Digital wallets, where a debit or credit card account is linked to a smartphone or other electronic device, have been slow to take off but growing numbers of consumers are now using them in the UK.
Data centre provider Equinix says that as awareness increases and security concerns are addressed, and providers continue innovating to increase the value and utility of the digital wallet, adoption will continue to grow.
“In fact, there’s every reason to think that digital wallets will soon be as ubiquitous as the mobile devices they live on” argues Jeroen Schlosser, Managing Director of Equinix MENA, in an article for technology news site ITP.net.
To assist new digital wallet providers planning to operate in the UK, the UK Cards Association has published a new guide which sets out the conventions and behaviours of the card payment system in the UK.
The informal guide was developed with the input of a range of different organisations, including card issuers and acquirers, existing digital wallet providers, mobile network operators and international card schemes.
It explains the industry-level considerations a digital wallet provider planning to launch a UK service needs, and covers processes throughout the whole lifecycle of the product such as registering and verifying a new card, making payments face-to-face, handling lost or stolen devices and terminating the service.
David Baker, Head of the Card Payment Innovations Unit at the UK Cards Association, commented: “With a growing number of different wallet systems being developed, it can be challenging for consumers and retailers to know how all the competing offerings work. We hope this new guide will help to guard against low-quality services being introduced into the market and help providers understand some of the differences of the UK market so they can get the best out of their products.”

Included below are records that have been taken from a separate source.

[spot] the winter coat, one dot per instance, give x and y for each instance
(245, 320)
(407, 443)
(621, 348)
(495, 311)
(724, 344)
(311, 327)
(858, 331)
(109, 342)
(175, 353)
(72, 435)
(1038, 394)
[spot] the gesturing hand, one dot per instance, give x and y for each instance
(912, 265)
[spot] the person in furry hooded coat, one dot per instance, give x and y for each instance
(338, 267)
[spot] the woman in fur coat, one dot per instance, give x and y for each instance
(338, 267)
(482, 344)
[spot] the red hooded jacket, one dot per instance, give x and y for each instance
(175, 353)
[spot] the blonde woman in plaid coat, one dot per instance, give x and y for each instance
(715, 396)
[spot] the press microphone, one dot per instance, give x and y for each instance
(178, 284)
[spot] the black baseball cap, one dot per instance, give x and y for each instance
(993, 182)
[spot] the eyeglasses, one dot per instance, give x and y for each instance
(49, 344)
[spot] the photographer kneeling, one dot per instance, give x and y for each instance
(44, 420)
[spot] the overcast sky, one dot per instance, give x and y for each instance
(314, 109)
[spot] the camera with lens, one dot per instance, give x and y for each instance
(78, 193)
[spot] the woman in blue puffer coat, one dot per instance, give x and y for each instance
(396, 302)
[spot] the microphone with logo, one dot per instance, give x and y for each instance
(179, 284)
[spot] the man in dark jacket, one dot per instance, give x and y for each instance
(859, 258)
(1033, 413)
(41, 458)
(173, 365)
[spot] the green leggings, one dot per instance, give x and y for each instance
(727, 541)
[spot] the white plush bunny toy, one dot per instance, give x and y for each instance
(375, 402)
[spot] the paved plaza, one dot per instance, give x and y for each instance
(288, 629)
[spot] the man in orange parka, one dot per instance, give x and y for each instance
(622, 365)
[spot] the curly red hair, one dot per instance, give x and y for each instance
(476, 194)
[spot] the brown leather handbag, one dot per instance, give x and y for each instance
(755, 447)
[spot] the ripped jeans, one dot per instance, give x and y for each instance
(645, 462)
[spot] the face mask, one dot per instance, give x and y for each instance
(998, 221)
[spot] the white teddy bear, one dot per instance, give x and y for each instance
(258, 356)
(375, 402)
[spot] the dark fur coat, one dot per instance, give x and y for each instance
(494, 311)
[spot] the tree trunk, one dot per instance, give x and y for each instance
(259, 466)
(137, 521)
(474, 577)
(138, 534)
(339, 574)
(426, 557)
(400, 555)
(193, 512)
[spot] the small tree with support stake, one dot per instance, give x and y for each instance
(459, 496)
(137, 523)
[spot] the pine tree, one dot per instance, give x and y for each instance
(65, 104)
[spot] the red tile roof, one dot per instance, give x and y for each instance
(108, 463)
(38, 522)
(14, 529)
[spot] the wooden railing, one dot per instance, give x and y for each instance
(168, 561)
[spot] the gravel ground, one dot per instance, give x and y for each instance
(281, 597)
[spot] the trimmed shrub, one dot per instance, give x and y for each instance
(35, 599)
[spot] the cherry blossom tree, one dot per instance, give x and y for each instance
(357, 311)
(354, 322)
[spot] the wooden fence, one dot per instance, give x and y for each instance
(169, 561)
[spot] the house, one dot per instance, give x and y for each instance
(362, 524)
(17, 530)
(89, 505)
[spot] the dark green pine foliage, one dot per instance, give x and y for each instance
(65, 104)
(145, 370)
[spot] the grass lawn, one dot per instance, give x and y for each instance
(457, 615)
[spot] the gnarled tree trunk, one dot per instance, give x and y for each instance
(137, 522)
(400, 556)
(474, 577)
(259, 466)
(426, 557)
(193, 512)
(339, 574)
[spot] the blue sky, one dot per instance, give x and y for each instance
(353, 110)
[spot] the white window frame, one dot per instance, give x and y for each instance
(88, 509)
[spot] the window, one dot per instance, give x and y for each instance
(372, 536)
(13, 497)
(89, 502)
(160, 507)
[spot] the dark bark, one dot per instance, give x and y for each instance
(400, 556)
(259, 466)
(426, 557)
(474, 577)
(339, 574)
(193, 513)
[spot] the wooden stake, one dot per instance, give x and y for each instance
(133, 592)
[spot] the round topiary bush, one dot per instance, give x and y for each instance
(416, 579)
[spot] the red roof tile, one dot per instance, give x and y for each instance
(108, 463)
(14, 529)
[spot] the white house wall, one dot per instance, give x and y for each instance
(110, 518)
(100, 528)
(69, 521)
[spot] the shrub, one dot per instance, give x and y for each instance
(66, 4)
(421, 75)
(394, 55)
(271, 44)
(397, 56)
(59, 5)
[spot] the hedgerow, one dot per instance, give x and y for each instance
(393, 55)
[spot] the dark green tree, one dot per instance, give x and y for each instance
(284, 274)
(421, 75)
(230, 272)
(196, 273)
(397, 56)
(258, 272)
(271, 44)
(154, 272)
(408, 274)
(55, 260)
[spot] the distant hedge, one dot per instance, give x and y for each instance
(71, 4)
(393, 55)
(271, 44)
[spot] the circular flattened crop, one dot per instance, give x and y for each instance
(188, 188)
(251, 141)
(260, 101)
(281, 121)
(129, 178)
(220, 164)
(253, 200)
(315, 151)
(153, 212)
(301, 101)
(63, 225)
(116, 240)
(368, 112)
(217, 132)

A recent report by Accenture, quoted by Jeroen Schlosser from Equinix, confirmed that digital wallets are currently used only by a minority of consumers.
Just 19% of consumers currently pay in store with their phone, while 23% regularly use their smartphone to pay online. Among the reasons for the slow take-up of digital wallets are concerns about payment safety, a lack of the terminals needed to process an in-store payment, and a lack of awareness about the technology.
“But overall, the trend in digital wallet use is unmistakably upward” Schlosser said.